Nit picking here but your discussion of the 'top fence line mark' is a bit off. Trees do not get taller at the base. A wire stapled to it at say 4' will still be at 4' a hundred years later assuming he ground doesn't eiher erode or fill in.

My brother also thought that when he asked me to prune some young walnutes. "don't cut them up so high, they'll be way up there in a few years". That from a farm boy who grew up on stump farms in the middle of timber.

Harry K
 
Nice scores!

Nit picking here but your discussion of the 'top fence line mark' is a bit off. Trees do not get taller at the base. A wire stapled to it at say 4' will still be at 4' a hundred years later assuming he ground doesn't eiher erode or fill in.

My brother also thought that when he asked me to prune some young walnutes. "don't cut them up so high, they'll be way up there in a few years". That from a farm boy who grew up on stump farms in the middle of timber.

Harry K


Well, hesh me moufs! Didn't know that. Perhaps it has eroded a bunch. The bottom wire is high and the top one is over my head a foot.

Musta been way back when they had like mastodons penned in there or sumfin....
 
Well, hesh me moufs! Didn't know that. Perhaps it has eroded a bunch. The bottom wire is high and the top one is over my head a foot.

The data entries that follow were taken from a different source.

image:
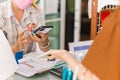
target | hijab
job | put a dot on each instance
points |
(103, 57)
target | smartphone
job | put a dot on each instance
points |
(43, 29)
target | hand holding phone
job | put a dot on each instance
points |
(43, 29)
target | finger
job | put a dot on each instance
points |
(21, 32)
(34, 37)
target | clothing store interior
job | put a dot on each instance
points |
(59, 39)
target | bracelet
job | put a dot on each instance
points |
(46, 45)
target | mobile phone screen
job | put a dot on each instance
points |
(43, 29)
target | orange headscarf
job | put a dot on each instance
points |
(103, 57)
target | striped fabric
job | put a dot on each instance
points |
(9, 23)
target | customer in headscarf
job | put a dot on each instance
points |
(102, 61)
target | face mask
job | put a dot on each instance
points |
(23, 4)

Musta been way back when they had like mastodons penned in there or sumfin....

Maybe the top ones a cloths line.LOL.
 
I got barbed wire all over my 10 acres, some of it streched better than most fences. The old post are long gone but the trees grew into it. I figure back during the depression there were several familys living around here with a milk cow,small gardens and close to starvation.
Just a theory.
 
I got barbed wire all over my 10 acres, some of it streched better than most fences. The old post are long gone but the trees grew into it. I figure back during the depression there were several familys living around here with a milk cow,small gardens and close to starvation.
Just a theory.

One of the dthings I watch for are trees growing in a fairly straight line - may be an old fence line with wire buried in them. I am surprised at all the locust I have cut over the past 4 years, mostly off farm steads. Hit a few odd ball things but never did tangle with a wire (knock wood) but did have to shift cuts to avoid . Back when I did hit a wire in a locust, moved my cut up 6" and hit what turned out to be a bullet. Small tree but it cost a resharp on two chains.